Vesterinen also echoed what Seto noted about players tending to stick close to home even with location-aware gaming titles. “People play location-based games, just as other mobile games, mostly at homes and offices, but that does not mean location is not very relevant in the game,” he said. “Actually the opposite is true. Where one lives and works are very important to people and build into part of one’s identity.”

With $2.5 million in funding and what Vesterinen calls a “comfortable revenue stream” from Shadow Cities, the company is looking to expand beyond the 40 countries where it’s currently available, and is also working on a second Grey Area game which Vesterinen said “will again redefine what is possible in mobile gaming.”

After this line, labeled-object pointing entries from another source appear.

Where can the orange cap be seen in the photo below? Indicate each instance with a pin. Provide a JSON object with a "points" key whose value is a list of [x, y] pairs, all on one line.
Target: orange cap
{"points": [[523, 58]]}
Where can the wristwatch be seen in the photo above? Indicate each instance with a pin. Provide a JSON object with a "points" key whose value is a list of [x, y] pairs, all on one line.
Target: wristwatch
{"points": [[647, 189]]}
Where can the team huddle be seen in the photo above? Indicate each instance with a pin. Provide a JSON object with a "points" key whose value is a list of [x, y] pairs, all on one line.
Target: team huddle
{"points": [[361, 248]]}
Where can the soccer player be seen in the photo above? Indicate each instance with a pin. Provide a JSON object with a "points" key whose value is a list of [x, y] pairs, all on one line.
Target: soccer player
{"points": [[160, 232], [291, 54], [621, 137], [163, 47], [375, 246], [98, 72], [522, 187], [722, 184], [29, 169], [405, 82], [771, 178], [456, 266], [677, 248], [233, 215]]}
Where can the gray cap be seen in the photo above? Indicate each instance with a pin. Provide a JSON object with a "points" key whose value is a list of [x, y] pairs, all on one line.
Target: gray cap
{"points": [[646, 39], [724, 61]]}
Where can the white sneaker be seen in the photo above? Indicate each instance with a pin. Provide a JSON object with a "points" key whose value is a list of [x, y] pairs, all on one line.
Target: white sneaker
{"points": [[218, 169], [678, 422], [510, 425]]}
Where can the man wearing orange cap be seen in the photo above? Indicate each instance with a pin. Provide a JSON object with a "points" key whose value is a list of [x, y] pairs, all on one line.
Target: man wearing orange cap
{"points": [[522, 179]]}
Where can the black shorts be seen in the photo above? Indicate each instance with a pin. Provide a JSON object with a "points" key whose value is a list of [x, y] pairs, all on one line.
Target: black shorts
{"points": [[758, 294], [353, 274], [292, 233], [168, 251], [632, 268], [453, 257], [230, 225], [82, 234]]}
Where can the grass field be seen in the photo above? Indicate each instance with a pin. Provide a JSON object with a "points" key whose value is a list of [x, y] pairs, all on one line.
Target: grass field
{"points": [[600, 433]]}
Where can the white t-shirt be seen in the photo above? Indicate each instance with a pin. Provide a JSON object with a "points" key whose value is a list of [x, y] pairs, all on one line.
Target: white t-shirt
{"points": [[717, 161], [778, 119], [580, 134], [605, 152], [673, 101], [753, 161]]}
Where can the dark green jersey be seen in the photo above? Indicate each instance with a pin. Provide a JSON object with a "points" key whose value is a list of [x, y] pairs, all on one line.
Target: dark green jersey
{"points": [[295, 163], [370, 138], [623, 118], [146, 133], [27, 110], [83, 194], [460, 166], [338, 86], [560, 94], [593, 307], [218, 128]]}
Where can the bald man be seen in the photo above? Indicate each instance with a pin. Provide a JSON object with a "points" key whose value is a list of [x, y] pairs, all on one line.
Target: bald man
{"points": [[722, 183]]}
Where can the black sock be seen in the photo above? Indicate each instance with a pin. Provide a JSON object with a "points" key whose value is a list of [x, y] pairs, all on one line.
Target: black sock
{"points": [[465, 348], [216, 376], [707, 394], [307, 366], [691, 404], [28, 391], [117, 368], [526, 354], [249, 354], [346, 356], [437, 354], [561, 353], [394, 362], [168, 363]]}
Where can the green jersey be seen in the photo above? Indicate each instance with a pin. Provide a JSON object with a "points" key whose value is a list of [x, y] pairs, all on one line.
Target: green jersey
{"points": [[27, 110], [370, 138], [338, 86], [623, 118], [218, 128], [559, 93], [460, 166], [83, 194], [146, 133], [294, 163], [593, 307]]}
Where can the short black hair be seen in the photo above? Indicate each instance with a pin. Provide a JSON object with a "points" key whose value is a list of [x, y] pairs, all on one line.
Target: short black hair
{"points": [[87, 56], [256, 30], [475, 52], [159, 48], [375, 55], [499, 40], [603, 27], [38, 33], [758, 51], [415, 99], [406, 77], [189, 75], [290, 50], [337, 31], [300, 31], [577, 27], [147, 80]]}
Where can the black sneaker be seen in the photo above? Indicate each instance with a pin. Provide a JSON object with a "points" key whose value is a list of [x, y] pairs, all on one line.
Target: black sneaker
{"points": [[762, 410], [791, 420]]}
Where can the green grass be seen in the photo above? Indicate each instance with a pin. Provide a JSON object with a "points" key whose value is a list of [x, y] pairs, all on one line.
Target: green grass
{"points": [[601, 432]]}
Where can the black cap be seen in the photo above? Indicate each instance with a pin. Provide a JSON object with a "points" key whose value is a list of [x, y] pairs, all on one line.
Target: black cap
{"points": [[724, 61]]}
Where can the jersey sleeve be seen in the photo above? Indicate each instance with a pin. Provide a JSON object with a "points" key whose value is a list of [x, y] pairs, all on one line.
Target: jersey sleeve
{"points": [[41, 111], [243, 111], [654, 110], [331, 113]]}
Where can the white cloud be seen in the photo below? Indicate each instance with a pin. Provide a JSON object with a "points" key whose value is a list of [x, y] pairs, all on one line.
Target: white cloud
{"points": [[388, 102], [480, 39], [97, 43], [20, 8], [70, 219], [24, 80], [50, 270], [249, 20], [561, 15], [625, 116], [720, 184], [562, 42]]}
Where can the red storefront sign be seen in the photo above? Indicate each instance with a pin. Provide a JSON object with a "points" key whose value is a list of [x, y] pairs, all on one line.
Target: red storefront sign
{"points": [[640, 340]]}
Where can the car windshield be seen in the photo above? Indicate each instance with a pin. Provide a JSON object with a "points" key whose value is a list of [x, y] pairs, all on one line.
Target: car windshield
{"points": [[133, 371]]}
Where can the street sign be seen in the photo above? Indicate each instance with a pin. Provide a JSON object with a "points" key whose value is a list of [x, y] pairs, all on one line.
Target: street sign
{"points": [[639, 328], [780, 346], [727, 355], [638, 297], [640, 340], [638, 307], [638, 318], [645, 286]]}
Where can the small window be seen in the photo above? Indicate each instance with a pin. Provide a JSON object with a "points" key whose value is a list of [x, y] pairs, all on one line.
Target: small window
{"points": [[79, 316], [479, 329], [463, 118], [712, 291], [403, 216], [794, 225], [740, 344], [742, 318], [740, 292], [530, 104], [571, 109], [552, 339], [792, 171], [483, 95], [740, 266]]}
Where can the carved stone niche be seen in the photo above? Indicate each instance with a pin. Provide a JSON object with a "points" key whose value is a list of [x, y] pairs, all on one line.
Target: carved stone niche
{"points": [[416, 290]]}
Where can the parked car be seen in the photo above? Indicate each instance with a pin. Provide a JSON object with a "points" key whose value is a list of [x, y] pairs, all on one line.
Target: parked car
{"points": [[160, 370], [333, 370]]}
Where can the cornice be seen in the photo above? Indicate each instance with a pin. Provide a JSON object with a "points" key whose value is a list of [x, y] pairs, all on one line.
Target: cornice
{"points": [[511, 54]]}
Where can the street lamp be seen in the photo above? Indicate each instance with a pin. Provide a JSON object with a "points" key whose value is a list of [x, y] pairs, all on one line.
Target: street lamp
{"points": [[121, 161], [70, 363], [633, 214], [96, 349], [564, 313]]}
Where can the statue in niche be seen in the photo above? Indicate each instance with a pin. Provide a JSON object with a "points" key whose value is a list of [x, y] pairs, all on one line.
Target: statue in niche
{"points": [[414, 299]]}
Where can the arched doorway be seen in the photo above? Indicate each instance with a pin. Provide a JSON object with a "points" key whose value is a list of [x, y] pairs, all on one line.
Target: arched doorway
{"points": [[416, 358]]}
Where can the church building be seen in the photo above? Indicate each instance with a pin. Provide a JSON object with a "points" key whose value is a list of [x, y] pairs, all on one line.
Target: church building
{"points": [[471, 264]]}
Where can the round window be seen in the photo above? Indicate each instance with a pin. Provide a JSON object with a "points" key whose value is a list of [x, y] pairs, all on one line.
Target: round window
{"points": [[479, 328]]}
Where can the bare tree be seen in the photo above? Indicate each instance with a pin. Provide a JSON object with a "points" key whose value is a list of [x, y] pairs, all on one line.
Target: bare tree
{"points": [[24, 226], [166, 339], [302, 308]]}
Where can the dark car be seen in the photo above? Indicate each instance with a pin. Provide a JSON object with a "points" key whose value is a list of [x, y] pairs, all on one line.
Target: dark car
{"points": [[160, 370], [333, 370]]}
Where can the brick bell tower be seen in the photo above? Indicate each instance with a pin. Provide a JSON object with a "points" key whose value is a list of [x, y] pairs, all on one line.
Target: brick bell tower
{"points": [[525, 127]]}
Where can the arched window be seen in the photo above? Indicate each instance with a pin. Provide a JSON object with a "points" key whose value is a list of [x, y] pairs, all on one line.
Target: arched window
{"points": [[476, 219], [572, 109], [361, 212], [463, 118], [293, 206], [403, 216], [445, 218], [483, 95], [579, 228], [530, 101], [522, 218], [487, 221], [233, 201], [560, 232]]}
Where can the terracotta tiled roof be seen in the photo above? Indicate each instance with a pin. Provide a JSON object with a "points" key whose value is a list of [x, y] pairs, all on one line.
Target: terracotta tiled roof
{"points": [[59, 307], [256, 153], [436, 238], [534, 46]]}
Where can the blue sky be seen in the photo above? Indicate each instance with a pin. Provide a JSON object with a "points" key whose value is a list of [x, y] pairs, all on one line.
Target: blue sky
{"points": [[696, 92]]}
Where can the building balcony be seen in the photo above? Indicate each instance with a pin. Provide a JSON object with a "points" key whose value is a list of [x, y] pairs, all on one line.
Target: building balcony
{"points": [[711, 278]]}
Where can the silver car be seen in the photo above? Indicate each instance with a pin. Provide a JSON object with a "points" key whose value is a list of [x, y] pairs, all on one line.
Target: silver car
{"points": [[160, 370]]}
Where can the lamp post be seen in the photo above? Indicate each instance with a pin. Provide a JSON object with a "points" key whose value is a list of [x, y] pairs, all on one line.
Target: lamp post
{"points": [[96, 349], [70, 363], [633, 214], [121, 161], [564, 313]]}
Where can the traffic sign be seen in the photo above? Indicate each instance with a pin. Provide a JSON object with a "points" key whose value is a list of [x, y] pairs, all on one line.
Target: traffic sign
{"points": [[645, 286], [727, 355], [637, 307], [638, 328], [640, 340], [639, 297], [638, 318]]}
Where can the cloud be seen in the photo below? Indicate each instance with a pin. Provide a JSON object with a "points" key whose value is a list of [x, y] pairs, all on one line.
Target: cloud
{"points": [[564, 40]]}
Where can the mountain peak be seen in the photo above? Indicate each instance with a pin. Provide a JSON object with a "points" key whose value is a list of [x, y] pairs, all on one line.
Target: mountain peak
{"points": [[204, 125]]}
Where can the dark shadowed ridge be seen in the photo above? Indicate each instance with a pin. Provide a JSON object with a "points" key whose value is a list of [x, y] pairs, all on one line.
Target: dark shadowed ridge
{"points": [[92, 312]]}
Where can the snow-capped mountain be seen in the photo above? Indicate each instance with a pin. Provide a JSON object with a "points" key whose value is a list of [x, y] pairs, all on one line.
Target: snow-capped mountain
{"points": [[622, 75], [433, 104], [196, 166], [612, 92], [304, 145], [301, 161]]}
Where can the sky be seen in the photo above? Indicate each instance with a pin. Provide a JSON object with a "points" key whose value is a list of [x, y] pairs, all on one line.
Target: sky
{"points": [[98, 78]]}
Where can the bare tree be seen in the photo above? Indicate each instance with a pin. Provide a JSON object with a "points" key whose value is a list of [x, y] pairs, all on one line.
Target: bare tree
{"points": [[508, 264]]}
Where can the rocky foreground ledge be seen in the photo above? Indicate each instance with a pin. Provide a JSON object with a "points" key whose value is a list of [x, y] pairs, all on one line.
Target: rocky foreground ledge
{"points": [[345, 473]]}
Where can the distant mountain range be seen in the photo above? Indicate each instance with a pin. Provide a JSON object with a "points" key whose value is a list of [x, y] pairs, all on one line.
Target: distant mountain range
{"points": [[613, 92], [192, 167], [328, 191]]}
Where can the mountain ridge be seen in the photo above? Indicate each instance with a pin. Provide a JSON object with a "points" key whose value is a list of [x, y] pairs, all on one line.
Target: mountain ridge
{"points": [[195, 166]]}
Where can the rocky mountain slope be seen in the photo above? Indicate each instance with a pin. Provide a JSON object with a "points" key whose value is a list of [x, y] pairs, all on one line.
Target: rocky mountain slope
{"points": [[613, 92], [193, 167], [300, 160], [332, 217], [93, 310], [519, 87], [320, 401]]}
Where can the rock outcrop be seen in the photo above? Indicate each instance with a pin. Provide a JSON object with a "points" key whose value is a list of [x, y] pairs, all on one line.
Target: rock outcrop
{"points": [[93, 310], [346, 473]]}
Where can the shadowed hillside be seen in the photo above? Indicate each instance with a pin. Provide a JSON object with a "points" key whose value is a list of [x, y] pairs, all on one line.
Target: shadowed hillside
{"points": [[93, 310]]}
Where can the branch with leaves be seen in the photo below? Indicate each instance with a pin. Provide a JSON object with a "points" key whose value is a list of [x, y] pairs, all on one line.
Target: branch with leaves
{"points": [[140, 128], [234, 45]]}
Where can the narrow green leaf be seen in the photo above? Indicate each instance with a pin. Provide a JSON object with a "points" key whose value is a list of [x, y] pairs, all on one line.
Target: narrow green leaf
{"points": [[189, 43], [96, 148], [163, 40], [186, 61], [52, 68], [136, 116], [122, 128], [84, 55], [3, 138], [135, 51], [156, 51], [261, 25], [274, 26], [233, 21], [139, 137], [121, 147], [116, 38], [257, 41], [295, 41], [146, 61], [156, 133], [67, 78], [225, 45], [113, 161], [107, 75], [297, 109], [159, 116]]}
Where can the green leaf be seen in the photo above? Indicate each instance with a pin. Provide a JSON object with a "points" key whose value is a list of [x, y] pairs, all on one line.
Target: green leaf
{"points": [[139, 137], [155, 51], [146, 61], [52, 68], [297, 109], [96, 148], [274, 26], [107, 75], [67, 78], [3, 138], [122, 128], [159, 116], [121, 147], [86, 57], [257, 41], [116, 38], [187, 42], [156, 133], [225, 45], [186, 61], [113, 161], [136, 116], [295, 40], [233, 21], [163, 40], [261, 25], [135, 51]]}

One last company we spoke to is taking a different approach, by applying gaming mechanics in a much broader way. Quest.li is a new Russian startup which recently opened offices in San Francisco that aims to make a game out of virtually anything, via both mobile apps for iOS and Android and a browser-based client. Anyone can post a quest to Quest.li, which could be something as simple as answering a single trivia question, or as elaborate as sending people on a multi-stage scavenger hunt through a specific city or neighborhood.

“We do bring gaming mechanics into the real world, but it’s a result of developing interactions in the real world,” CEO and co-founder Danil Kozyatnikov said in an interview. “[Gaming just happens to be] the easiest and the most fun way to do that right now.” He said that what Quest.li is really about is creating “adventures” for groups of friends.

One important aspect of how those adventures work brings to mind the simple concept of a shared office pool. “You can play quests alone, or with other people. If you play with others, everyone gets the quest at the same time, and the first to complete the goal wins,” Kozyatnikov told me. “People can actually chip in real money at the beginning, so a quest might require players to chip in $10 to join. When they do so, at the end of a quest the person who wins gets 70 percent of the total, and creators of the quests get an and additional 15 percent.” Kozyatnikov said it’s a little like eBay, in that people who come up with good products (e.g., quests) stand to reap greater rewards through that 15 percent take they get when other players buy in to their game. Quest.li makes revenue by taking the remaining cut.

Because a lot of Quest.li’s quests involve going to real-world locations to uncover clues or answers, it makes sense to think of it like geocaching, but more competitive and with higher stakes. Even aside from that aspect, however, Quest.li holds a lot of appeal as a direct marketing tool for brands. Businesses could create quests that encourage players to learn more about their products and offerings, for instance, and then answer questions in exchange for rewards.

The same technology that enables the games listed above to take advantage of location information also has its downsides, however, including how much data it uses, which can end up causing big bills for users. Figuring out more efficient ways to handle data will be a priority both for game developers and for handset makers, and the motivation is definitely there to find alternate ways of offloading data costs for end-users.

Games that incorporate social, local and mobile features are only just beginning to emerge, and there’s already an interesting mix of approaches from companies trying to win big in that space. No Instagram-style juggernaut has yet to emerge, however, but as the technologies required for these experiences to work properly continue to be more widely used thanks to the rise of smartphone ownership, the likelihood of someone hitting it really big in this new frontier of gaming grows.